Danny looked like the type of man who could fight 50 years ago. His face was the hard kind, the kind that you see in old black and white family photos, the kind that survived the depression, survived the war, and came out the other side.
It was midnight at Harrah's outside of St. Louis. Danny was old and his fighter-face of the 1950s sat underneath a bald, liverspotted head. His muscles had atrophied and his skin hung like parchment paper from a deadwood frame.
Every time he folded, he said the same thing.
It was like he'd been saying it in poker games for the past 60 years and couldn't help himself. He sat on my left and waited for my mucking motion. As soon as he saw it, he said, "I'm out."
He played tight. Too tight, even. If he was in a pot, I was out.
At one point, Danny stood up. Two minutes later, I smelled it coming half a second before I felt it. It was coffee with cream. It was hot. And it was all over me.

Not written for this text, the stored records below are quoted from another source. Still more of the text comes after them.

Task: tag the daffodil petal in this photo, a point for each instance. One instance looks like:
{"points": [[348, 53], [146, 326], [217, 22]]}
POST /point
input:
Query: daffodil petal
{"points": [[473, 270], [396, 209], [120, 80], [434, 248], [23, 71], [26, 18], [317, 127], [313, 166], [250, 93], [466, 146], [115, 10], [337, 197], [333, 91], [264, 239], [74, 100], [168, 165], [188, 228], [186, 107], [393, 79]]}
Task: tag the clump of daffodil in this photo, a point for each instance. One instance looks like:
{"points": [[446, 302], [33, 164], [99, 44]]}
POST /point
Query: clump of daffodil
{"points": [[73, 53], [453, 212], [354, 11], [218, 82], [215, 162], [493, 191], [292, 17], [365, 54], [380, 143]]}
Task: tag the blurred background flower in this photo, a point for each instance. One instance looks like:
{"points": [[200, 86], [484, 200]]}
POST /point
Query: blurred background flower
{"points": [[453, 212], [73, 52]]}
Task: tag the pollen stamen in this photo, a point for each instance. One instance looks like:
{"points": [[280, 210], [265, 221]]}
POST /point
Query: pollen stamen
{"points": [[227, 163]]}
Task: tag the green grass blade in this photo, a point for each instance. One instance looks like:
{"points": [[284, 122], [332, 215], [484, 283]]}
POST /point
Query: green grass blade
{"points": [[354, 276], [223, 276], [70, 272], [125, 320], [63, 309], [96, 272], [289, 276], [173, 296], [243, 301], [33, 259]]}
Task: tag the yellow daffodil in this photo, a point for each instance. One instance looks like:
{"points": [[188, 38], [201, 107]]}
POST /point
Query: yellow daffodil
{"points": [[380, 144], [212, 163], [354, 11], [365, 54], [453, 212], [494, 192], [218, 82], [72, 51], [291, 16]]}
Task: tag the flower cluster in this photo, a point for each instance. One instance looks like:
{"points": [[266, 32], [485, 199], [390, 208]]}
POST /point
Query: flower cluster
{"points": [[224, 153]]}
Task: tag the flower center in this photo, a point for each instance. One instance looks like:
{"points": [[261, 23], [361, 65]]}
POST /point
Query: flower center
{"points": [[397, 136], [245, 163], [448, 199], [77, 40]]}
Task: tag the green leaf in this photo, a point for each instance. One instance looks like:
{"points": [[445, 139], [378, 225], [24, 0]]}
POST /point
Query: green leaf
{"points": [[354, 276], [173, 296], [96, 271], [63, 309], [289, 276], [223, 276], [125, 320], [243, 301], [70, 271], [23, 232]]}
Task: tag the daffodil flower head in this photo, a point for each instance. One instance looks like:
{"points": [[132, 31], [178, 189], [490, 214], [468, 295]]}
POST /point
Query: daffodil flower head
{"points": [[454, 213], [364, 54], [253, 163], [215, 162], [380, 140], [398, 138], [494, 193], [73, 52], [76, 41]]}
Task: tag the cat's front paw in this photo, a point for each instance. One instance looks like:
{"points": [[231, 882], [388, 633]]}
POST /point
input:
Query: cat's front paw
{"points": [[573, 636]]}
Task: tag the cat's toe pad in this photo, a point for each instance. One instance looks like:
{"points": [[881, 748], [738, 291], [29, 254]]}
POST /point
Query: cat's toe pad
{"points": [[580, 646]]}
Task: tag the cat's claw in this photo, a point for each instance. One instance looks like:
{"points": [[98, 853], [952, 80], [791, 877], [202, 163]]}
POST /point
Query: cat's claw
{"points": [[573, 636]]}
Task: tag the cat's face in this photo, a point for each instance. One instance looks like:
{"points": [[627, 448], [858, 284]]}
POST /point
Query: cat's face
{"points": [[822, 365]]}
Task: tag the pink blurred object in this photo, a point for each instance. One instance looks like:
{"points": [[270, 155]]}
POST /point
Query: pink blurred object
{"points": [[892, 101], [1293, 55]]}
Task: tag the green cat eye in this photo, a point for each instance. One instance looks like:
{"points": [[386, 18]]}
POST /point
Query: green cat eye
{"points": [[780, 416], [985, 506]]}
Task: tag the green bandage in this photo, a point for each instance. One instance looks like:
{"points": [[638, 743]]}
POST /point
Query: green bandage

Danny stood--rickety--above me.
"I'm so sorry," he said. Fifty years ago, he would've said something else and maybe challenged me to a fight. Now, he was just hoping I didn't say something to embarass him.
"We need a towel," the dealer said.
I broke the tension. "And a shower!" I yelled.
We got everything cleaned up. I sort of liked Danny. Depsite being clumsy and scalding me with coffee, he was a nice guy.
Something happened after that. He couldn't fold draws. He had to see rivers.
I flopped my top pair on a board with two hearts and knew what he had before he called my first bet and my all-in on the turn. He showed it to me on the river and I took all Danny's chips when he missed the flush.
"I'm out," he said. This time, he really meant it. He stood up and walked out without saying anything more.
The stains came out of my shirt and pants. The smell is gone. I have Danny's money in my pocket right now.
For some reason, despite feeling like I came out on the winning side of that fight, I almost wish none of it had ever happened. I sort of wish Danny hadn't been there, hadn't been embarassed, and hadn't lost. I want to take most people's money. Even people who spill coffee on me. Danny, however, sort of made me sad.
When I'm 75 years old, I don't want to be Danny. What's worse is that sometimes I feel like I'm a lot closer than I think.